Spotkania z Czytelnikami zawsze są dla mnie świętem. W ostatnim tygodniu miałam przyjemność gościć w Warszawie i w Kłaju. Ostatnia miejscowość znajduje się prawdziwe po sąsiedzku, dziesięć minut jazdy samochodem od naszego domu. I był to jedyny przypadek, kiedy się zgubiłam :) Nawigacja wyprowadziła mnie w pola i stanowczym głosem wmawiała, że dwa kretowiska dalej znajduje się biblioteka. Dobrze, że wzięłam zapas czasu i spotkałam miłego pana z kosą spalinową (ideał mężczyzny: pracowity i wie, gdzie jest biblioteka :)
Zdążyłam i bardzo dziękuję za to wyjątkowe spotkanie, pytania, serdeczną atmosferę i pełne krzesła, nawet w korytarzu. Dziękuję młodzieży, bystrej, sympatycznej, czytającej i gratuluję Pani Polonistce.

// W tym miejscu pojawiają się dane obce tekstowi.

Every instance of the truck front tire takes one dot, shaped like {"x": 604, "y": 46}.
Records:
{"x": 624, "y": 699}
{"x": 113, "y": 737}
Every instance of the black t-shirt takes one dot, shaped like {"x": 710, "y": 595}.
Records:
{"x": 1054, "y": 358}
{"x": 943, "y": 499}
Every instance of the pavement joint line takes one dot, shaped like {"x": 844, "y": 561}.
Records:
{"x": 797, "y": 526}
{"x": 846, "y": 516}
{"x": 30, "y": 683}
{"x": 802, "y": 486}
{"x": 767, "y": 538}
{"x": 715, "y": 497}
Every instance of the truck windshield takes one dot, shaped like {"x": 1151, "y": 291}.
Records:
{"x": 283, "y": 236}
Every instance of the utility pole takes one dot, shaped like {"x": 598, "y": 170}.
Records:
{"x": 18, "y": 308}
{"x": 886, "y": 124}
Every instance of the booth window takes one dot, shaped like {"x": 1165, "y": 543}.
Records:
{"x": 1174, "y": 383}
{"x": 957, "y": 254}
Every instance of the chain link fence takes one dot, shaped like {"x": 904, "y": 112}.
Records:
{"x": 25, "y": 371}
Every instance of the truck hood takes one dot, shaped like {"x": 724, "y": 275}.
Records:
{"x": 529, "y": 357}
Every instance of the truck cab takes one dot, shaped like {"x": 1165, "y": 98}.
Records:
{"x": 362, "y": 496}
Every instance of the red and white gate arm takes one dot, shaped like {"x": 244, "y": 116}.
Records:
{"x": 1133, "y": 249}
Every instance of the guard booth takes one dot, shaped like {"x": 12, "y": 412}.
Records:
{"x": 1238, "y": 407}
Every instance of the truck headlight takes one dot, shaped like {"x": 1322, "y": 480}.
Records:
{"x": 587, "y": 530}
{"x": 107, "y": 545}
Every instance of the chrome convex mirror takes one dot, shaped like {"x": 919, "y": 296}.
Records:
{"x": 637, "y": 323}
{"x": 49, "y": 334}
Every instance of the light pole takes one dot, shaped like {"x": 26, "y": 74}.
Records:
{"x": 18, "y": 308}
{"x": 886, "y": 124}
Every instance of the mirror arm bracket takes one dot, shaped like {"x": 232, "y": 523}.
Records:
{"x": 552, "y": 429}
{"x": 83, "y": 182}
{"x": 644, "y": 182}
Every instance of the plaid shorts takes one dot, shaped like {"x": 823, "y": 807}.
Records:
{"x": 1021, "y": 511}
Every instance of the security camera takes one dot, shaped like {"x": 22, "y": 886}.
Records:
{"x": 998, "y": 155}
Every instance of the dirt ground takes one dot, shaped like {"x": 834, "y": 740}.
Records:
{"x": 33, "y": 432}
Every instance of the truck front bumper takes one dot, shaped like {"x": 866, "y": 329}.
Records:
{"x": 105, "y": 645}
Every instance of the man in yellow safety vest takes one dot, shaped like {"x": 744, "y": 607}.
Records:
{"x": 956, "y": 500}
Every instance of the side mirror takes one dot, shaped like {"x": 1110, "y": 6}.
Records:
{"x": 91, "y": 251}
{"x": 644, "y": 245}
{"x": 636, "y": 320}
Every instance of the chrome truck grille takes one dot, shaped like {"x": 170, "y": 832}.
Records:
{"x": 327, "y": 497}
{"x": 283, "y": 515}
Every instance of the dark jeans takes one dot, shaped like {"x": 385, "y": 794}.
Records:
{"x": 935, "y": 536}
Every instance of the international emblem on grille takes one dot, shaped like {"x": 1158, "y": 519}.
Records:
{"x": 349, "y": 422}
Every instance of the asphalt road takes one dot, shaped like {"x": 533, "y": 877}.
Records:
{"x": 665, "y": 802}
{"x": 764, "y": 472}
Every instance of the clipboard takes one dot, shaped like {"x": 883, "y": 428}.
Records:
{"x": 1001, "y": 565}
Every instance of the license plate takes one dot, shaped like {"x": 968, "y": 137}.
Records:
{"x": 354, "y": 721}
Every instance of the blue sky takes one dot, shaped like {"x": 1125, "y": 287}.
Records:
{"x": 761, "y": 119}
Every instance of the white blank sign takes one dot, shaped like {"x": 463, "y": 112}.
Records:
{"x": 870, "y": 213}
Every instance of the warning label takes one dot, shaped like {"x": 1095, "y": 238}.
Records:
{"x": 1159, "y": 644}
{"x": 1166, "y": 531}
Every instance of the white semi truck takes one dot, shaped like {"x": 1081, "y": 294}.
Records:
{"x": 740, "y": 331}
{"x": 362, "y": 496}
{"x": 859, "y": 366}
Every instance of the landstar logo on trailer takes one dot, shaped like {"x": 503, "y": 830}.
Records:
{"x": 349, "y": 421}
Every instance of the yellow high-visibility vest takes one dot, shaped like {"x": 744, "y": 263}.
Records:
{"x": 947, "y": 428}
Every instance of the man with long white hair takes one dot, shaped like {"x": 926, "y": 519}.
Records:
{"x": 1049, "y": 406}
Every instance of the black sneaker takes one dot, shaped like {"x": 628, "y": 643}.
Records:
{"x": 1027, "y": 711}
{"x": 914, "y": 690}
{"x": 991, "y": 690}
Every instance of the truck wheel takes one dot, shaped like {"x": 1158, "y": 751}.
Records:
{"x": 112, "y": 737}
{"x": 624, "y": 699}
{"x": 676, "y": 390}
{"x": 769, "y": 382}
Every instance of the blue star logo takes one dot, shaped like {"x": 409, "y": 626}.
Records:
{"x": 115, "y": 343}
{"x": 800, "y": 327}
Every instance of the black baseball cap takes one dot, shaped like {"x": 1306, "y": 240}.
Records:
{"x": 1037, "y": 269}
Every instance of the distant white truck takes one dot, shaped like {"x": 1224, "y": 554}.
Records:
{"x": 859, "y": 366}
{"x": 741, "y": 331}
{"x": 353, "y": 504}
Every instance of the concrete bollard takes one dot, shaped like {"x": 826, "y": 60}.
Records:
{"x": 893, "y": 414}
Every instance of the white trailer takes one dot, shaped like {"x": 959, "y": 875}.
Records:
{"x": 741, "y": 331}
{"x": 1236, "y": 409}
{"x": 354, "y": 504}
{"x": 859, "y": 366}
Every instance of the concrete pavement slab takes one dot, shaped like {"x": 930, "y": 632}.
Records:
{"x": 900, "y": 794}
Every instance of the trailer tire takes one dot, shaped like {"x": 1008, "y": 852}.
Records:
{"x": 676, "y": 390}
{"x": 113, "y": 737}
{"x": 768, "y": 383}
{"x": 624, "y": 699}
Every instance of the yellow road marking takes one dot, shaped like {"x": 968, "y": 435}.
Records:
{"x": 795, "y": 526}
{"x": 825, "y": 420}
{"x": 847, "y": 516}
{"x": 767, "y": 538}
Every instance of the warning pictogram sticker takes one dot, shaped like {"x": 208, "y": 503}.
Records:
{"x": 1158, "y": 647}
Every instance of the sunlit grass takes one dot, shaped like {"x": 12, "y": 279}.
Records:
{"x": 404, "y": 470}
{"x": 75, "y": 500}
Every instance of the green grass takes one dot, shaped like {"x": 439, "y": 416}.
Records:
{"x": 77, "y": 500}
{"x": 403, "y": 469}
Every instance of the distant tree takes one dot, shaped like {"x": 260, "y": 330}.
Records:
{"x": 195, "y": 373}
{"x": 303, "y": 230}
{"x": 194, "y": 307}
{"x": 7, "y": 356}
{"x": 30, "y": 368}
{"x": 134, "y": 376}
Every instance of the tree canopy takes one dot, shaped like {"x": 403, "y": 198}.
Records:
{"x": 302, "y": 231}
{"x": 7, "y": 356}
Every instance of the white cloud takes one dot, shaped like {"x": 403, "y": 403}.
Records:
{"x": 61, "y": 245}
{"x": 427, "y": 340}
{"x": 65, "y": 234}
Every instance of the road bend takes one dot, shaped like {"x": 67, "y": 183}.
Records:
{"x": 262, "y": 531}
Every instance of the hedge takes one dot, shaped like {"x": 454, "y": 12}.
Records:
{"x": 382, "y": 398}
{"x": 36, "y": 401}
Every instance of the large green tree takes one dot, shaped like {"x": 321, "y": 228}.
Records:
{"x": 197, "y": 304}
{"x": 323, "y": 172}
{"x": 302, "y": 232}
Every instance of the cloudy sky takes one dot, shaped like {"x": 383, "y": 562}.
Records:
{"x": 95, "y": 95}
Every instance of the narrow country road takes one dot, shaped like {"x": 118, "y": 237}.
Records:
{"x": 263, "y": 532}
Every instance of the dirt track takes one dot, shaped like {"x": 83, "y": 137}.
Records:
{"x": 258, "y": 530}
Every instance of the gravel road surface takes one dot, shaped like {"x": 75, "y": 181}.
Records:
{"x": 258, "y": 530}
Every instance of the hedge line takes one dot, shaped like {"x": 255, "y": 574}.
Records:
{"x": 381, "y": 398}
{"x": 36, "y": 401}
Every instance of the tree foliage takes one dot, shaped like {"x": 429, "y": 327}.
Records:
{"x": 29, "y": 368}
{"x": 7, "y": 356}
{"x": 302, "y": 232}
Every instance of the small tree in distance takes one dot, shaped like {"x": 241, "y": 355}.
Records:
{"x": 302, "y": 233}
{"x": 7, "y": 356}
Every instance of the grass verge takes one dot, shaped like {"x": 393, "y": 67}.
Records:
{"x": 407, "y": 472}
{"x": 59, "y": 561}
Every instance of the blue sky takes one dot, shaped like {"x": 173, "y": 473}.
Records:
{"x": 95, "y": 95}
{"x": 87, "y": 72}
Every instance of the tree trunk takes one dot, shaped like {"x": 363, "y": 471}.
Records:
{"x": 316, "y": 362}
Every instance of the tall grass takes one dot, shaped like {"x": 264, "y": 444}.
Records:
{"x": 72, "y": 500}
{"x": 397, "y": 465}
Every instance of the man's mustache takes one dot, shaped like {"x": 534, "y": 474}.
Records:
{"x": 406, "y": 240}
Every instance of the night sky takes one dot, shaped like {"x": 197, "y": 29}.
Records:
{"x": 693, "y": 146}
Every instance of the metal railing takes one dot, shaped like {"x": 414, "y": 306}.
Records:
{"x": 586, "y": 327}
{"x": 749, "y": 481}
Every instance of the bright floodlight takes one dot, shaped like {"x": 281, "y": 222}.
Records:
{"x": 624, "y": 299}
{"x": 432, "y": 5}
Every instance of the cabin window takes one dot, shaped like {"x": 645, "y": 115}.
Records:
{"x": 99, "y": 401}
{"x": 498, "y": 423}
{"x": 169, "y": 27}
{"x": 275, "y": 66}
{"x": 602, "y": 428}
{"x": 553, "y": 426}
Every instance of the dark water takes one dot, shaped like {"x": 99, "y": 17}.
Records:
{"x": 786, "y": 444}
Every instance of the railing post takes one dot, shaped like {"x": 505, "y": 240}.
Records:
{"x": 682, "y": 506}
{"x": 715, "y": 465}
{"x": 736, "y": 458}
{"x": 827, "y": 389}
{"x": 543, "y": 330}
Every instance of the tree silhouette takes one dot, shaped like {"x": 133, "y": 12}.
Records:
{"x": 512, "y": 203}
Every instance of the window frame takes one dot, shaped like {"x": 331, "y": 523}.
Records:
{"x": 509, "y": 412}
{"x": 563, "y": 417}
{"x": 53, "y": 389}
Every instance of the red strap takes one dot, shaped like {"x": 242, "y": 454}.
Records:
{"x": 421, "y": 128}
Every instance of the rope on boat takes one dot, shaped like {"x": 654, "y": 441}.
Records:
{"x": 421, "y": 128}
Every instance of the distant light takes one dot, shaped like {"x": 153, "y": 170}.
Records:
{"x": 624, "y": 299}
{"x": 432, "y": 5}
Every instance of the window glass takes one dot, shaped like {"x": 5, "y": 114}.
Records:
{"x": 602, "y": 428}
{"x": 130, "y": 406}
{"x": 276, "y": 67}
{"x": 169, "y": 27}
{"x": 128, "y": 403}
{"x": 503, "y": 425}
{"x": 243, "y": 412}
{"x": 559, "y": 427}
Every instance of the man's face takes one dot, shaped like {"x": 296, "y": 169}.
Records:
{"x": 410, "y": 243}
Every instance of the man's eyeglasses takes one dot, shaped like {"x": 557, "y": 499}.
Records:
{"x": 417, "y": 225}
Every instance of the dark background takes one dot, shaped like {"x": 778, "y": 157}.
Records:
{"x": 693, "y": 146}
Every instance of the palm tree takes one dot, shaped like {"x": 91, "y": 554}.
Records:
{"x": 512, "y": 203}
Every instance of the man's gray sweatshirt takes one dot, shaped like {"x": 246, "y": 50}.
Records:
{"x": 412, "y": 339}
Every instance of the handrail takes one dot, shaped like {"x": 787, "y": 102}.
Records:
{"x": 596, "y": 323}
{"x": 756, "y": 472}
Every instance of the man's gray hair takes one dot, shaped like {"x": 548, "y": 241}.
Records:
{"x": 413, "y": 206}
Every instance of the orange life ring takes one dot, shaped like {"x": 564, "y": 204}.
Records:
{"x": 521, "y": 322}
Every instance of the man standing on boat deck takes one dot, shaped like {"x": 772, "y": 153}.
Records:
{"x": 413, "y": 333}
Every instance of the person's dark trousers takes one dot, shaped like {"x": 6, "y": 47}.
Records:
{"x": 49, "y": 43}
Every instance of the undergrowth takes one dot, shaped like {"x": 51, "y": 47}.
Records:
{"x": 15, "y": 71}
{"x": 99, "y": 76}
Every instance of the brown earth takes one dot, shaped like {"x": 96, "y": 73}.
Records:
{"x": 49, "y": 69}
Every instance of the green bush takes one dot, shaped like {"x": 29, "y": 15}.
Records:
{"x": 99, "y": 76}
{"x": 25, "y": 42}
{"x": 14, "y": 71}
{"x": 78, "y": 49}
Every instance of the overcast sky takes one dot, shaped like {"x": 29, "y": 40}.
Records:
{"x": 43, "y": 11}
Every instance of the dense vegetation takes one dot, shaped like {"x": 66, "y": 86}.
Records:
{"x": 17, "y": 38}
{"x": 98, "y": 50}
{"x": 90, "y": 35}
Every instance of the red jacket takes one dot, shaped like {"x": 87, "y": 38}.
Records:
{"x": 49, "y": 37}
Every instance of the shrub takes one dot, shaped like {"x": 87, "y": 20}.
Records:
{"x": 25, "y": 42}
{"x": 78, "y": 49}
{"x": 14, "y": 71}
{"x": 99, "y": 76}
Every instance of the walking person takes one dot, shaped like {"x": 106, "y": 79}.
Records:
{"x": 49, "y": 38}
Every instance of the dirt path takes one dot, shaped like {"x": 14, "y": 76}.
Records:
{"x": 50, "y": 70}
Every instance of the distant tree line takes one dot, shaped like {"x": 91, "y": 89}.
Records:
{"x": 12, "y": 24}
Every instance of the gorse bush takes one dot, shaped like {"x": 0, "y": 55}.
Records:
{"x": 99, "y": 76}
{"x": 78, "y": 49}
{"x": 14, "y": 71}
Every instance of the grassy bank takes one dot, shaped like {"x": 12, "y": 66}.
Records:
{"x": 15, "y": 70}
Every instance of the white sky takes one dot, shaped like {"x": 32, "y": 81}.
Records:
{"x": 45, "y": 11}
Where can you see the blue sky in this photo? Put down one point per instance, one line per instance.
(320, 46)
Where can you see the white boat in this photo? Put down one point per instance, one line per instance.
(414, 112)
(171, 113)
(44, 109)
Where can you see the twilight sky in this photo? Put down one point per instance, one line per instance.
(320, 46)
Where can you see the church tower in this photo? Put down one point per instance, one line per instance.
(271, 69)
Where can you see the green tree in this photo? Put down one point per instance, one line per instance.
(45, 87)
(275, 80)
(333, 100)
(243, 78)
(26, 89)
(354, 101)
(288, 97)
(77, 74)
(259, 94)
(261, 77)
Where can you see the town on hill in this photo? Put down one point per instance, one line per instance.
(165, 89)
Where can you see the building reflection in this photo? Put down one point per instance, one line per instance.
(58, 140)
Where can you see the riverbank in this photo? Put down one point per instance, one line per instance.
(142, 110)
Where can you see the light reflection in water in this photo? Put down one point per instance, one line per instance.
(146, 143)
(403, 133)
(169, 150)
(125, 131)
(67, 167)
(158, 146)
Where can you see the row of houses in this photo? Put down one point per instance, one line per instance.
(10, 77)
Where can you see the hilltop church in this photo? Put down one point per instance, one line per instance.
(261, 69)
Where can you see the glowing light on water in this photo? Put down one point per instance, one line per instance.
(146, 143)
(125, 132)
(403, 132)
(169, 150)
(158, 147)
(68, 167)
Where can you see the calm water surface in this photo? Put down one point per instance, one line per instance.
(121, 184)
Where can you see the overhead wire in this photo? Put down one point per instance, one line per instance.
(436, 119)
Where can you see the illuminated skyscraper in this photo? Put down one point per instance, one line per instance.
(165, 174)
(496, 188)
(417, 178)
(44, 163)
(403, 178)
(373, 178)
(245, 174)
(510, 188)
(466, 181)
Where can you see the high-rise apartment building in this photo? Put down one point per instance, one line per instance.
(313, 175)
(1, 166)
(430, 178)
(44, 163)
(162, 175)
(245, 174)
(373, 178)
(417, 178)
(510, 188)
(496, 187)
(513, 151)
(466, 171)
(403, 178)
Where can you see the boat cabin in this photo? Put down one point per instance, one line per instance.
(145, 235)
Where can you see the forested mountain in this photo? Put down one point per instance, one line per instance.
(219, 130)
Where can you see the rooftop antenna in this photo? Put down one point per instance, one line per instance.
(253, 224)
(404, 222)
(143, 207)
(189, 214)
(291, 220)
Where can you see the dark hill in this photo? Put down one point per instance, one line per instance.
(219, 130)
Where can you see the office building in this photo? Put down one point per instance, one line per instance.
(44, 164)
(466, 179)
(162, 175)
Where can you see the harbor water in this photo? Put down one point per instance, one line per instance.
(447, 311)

A następne spotkanie w środę w Goczałkowicach Zdroju. Serdecznie zapraszam :)

4 comments

  1. Fajne spotkania, może się kiedyś załapie na jakieś jeszcze :)
    A ja zaliczyłam wtopę :P czekałam z niecierpliwością na przesyłkę z książkami. Przyszła. Łapię, rozrywam, wyjmuję Mirek. Patrzę. Oglądam z każdej strony i... Aaaaaaaaa zamówiłam pierwszy tom jabłoniowego zamiast ostatni! Na szczęście byłam wkrótce w mieście :) i z dumą i zadowoleniem pisze, że ostatni też już przeczytany :)Dziękuję, szczególnie za historię Maryli, która pokazała, że czasem można na nowo pozszywać, co rozdarte i w kawałkach i za Julię, której było mi zdecydowanie za mało w całej sadze :)
    Za resztę rodziny też :)
    pozdrawiam

    OdpowiedzUsuń
    Odpowiedzi
    1. Cieszę się, że opowieść o perypetiach książkowych ma swój happy end :) Na spotkania zapraszam. Będzie ich teraz kilka. Może nam się uda :)

      Usuń
  2. My również dziękujemy w imieniu naszym i Pani Polonistki za fantastyczne spotkanie w Kłaju. Zainspirowała nas Pani swoją historią, która pokazała, że nie warto rezygnować z marzeń, nawet tych najbardziej nierealnych. Mamy nadzieję, że jeszcze kiedyś będziemy mieli okazję uczestniczyć w spotkaniu z Panią. Jeszcze raz serdecznie dziękujemy i pozdrawiamy!

    OdpowiedzUsuń
  3. Trzeci tom przeczytany -jak każdy poprzedni- za krótki ;-). Marzy mi się Jabłoniowy sad jako saga rodzinna jak u Małgorzaty Musierowicz.....Pozdrawiam serdecznie i czekam na kolejne książki.